What I'd like to know is how do nurses handle a situation where you're updating a doctor on the phone regarding a patients condition that needs some sort of order for a medication that you can't seem to get an order for. For example I was doing my clinical rotation and the patient didn't have ANY ORDERS FOR PAIN MEDICATIONS and he had a hip fx and just had surgery. The nurse kept calling the doctor and she would chart that she called the doctor but that's it. She didn't give any details. What I turned in to my clinical instructor that day said "Dr. So & So notified regarding pt So & So requesting pain medication for post surgery, no orders received" I didn't chart that there were no pain medications ordered because it's in the electronic MAR and when you print it out it's there. I guess the doctor forgot to check them off in the chart. The pain medications are there, but he didn't check the boxes. He was contacted several times but no phone call returned until the 4th time, then it was returned, but no new orders were received. Since I didn't talk to the doctor myself I can't comment on what he told the nurse. But look the nurse didn't document what was said by the doctor or why he hadn't given any orders. So incomplete charting will only open up a can of worms for a law suit if something happens.

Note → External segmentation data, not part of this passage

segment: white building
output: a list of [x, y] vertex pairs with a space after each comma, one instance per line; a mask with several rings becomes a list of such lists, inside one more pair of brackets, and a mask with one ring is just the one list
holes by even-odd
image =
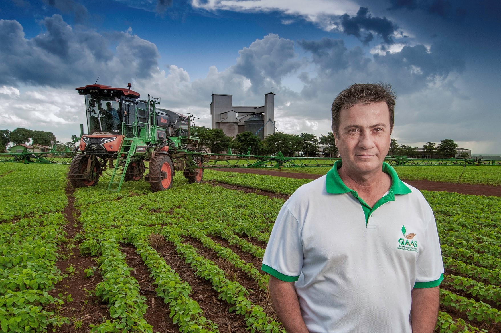
[[262, 139], [275, 132], [274, 116], [275, 94], [265, 95], [262, 106], [233, 105], [233, 95], [212, 94], [210, 103], [212, 128], [220, 128], [228, 136], [239, 133], [252, 132]]

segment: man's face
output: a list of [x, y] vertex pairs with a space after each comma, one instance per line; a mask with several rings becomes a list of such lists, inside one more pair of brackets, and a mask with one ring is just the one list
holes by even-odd
[[343, 166], [365, 174], [381, 168], [390, 148], [390, 111], [384, 102], [342, 110], [336, 145]]

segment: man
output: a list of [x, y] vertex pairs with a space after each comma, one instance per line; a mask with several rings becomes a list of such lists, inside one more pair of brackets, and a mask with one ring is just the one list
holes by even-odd
[[354, 84], [332, 104], [342, 160], [280, 211], [263, 259], [288, 333], [432, 333], [443, 266], [433, 212], [383, 160], [389, 85]]
[[[118, 126], [120, 124], [120, 118], [118, 116], [118, 111], [117, 111], [116, 109], [115, 109], [111, 107], [111, 102], [107, 102], [106, 103], [106, 109], [104, 110], [103, 108], [100, 106], [99, 110], [102, 112], [104, 112], [105, 115], [106, 116], [106, 128], [110, 128], [110, 132], [113, 132], [114, 129], [119, 129]], [[111, 121], [110, 120], [111, 120]], [[110, 125], [111, 123], [111, 125]]]

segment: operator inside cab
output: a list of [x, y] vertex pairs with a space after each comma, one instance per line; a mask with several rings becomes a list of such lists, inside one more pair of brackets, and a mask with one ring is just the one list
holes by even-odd
[[114, 130], [118, 130], [120, 124], [120, 118], [118, 115], [118, 111], [112, 107], [111, 102], [106, 102], [106, 108], [103, 109], [99, 106], [99, 111], [104, 115], [104, 127], [110, 133], [113, 133]]
[[96, 98], [91, 95], [86, 96], [91, 134], [95, 131], [121, 134], [123, 117], [120, 110], [119, 100], [116, 98], [114, 99], [109, 97]]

Specializes in med/surg, telemetry, IV therapy, mgmt.

You always have an obligation to notify a physician if there is a change in a patient's condition. I always charted what I said when I called a doctor. For example. . .

Dr. XXX phoned and notified that patient was complaining of abdominal pain and asking for something stronger than Tylenol. Discussed Tylenol administration per MAR and a stronger pain medication was requested. No order given. Spoke with patient and told her that the doctor was notified and doesn't want to order something stronger at this time. Repositioned in bed to a position of comfort.

If the patient gets worse you keep documenting. You notify the supervisor or you manager and chart it. . .

Dr. XXX notified that patient is now screaming and yelling as well as grabbing their abdomen in pain. Dr. notified that the patient is demanding a "shot" for pain, but no order given. Told that the patient is noisy and causing a disruption to the rest of the patients on the unit and request that something be done to quiet the patient. "You're the nurse. You do something." Nursing supervisor notified. Patient's family notified.

Supervisor on unit. Supervisor is calling Dr. XXX.

When a doctor fails to act, it is a problem that has to be passed up the ranks through your supervision and management.

Specializes in Case mgmt., rehab, (CRRN), LTC & psych.

Here's a basic documentation tool that is easy for me to remember. It is also applicable to long term care as well as acute care settings.

It is called DAO (Data - Action - Outcome).

"D" is for documenting the objective and subjective data: 98.6, 74, 18, 120/80. Skin warm & dry to touch, dressing CDI, alert & cooperative during exam, no s/s of acute distress noted, pt. states, "I have a headache."

"A" is for documenting the actions or interventions you took: Administered Tylenol 500mg, 2 caplets by mouth per order. Offered oral fluids for hydration. Taught pt. to report any pain or discomfort in a prompt manner to nursing staff.

"O" is for documenting the outcome or result: 60 minutes elapsed and pt. reports pain level of zero using numeric scale. Pt. states, "My headache is gone." Pt. observed accepting sips or water and watching television.